セイビ事件東京地裁H23.2.21決定
(労判1023号22頁)
〈要点〉
就業規則上、懲戒にあたっては懲戒委員会にかけて本人に弁明の機会を与え、懲戒の理由を明らかにするものとする旨の規定がある事案において、懲戒委員会は開かれたものの、労働者の行為を個別具体的に把握することも、処分の選択を検討することもなく、懲戒解雇相当との結論を出し、この結論に基づいて懲戒解雇が行われたことを認定し、手続的適法性に欠けることを理由の1つとして解雇無効と判断した保全事件の決定です。
〈判文抜粋〉
・・・使用者が労働者に対する懲戒処分を検討するに当たっては,特段の事情がない限り,その前提となる事実関係を使用者として把握する必要があるというべきである。そして,本件就業規則71条が,「懲戒の審査及び決定の手続」を懲戒委員会にかけるべきこと,懲戒処分に当たって,本人に十分な弁明の機会を与え,懲戒の理由を明らかにすべきことを規定しているのも,債務者として,事実関係を把握して懲戒処分の要否・内容を適切に判断するためのものであると解される。
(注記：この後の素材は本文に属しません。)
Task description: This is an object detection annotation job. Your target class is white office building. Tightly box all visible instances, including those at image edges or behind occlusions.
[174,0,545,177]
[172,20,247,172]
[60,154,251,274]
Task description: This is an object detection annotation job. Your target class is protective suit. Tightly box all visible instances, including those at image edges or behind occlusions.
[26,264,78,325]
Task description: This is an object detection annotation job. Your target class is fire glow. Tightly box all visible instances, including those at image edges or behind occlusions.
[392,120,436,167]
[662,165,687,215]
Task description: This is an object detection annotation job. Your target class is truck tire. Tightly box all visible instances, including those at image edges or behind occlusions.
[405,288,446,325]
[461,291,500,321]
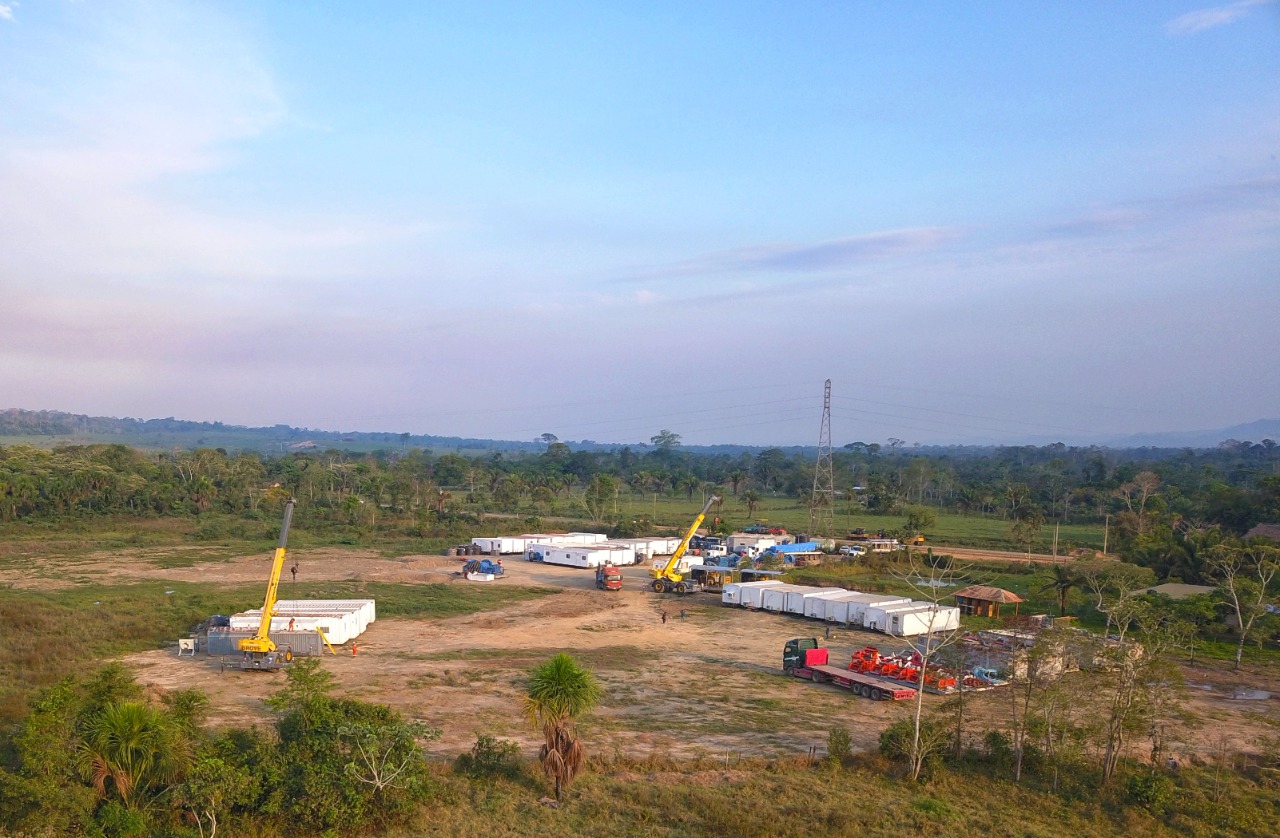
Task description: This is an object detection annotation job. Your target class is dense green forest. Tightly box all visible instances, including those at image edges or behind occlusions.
[0,431,1280,581]
[0,431,1280,835]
特に,懲戒解雇は,懲戒処分の最も重いものであるから,使用者は,懲戒解雇をするに当たっては,特段の事情がない限り,従業員の行為及び関連する事情を具体的に把握すべきであり,当該行為が就業規則の定める懲戒解雇事由に該当するのか(懲戒解雇の合理性),当該行為の性質・態様その他の事情に照らして,懲戒解雇以外の懲戒処分を相当とする事情がないか(懲戒解雇の相当性の観点)といった検討をすべきである。
・・・以上によれば,本件懲戒委員会は,債権者ら3名の行為を個別具体的に把握することなく,また,当該行為に応じた懲戒処分の内容(選択)を審議することなく,懲戒解雇相当と結論付けるなどしたものといわざるを得ない。そして,債務者が,本件懲戒委員会の諮問結果を受けた後,別途,債権者ら3名の行為を具体的に把握するなどしたことをうかがわせる事情もない。そうすると,本件懲戒解雇は,本件就業規則71条の定める適正手続の趣旨に実質的に反するものであったといわざるを得ない。